Einer Zurückverweisung steht nicht § 17a Abs. 2 Satz 3 GVG entgegen. Nach dieser Regelung ist eine Verweisung für das angegangene Gericht bindend. Der Sache nach kann möglicherweise in der Behandlung des Antrages durch das Sozialgericht eine Verweisung gesehen werden. Es hat sich mangels Beschwerde jedenfalls nicht um eine Nichtabhilfeentscheidung nach § 174 SGG gehandelt.
Eine Bindung nach § 17a Abs. 2 Satz 3 GVG tritt aber nicht ein, wenn schwere Verfahrensfehler zur Verweisung geführt haben.
Ein wesentlicher Verfahrensfehler, der zur Unbeachtlichkeit eines Verweisungsbeschlusses führt, ist vor allem dann anzunehmen worden, wenn die Prozessbeteiligten von der beabsichtigten Verweisung nicht in Kenntnis gesetzt wurden, so dass der in Art 103 Abs. 1 Grundgesetz verfassungsrechtlich garantierte Anspruch auf rechtliches Gehör verletzt wurde (vgl Bundessozialgericht SozR 3-1720 § 17a Nr. 11 S 21 m. w. N. ).
Ein solcher Anhörungsmangel liegt hier vor. Der Vorsitzende hat die “Nichtabhilfe„ ohne weiteres verfügt.

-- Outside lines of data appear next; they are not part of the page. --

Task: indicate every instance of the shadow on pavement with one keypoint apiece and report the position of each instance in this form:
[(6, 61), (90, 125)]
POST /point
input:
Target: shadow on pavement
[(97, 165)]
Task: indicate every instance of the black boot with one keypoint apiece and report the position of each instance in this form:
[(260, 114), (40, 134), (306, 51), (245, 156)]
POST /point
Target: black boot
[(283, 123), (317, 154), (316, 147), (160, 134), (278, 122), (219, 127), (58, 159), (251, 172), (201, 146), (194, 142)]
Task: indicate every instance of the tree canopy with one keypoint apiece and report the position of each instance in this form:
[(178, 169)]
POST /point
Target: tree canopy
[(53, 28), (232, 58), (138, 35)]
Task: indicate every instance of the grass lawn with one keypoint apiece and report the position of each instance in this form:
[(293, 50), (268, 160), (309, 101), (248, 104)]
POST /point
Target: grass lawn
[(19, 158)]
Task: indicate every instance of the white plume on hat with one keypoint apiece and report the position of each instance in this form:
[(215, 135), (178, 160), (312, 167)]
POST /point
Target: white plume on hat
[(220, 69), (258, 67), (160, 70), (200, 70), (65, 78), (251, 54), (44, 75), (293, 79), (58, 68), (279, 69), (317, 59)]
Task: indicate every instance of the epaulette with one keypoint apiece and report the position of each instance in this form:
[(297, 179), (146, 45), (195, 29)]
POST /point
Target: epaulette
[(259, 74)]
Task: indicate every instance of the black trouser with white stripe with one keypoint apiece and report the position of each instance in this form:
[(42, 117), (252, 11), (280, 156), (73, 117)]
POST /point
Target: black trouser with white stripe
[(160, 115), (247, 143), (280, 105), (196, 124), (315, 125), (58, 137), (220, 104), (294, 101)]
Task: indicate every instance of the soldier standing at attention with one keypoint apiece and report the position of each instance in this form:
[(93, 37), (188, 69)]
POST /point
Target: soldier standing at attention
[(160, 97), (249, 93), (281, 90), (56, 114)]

Bedenken gegen die Anwendbarkeit des § 98 Satz 1 SGG im Eilverfahren an sich stellen sich jedenfalls hier nicht: Nicht die Antragstellerin ist hier das falsche Gericht angegangen. Es kann ihr keinesfalls zugemutet werden, einen “neuen„ Antrag beim “richtigen„ Gericht zu stellen.
Dieser Beschluss ist unanfechtbar (§ 98 Satz 2 SGG i. V. m. § 17a Abs. 2 Satz 1 GVG; § 177 SGG).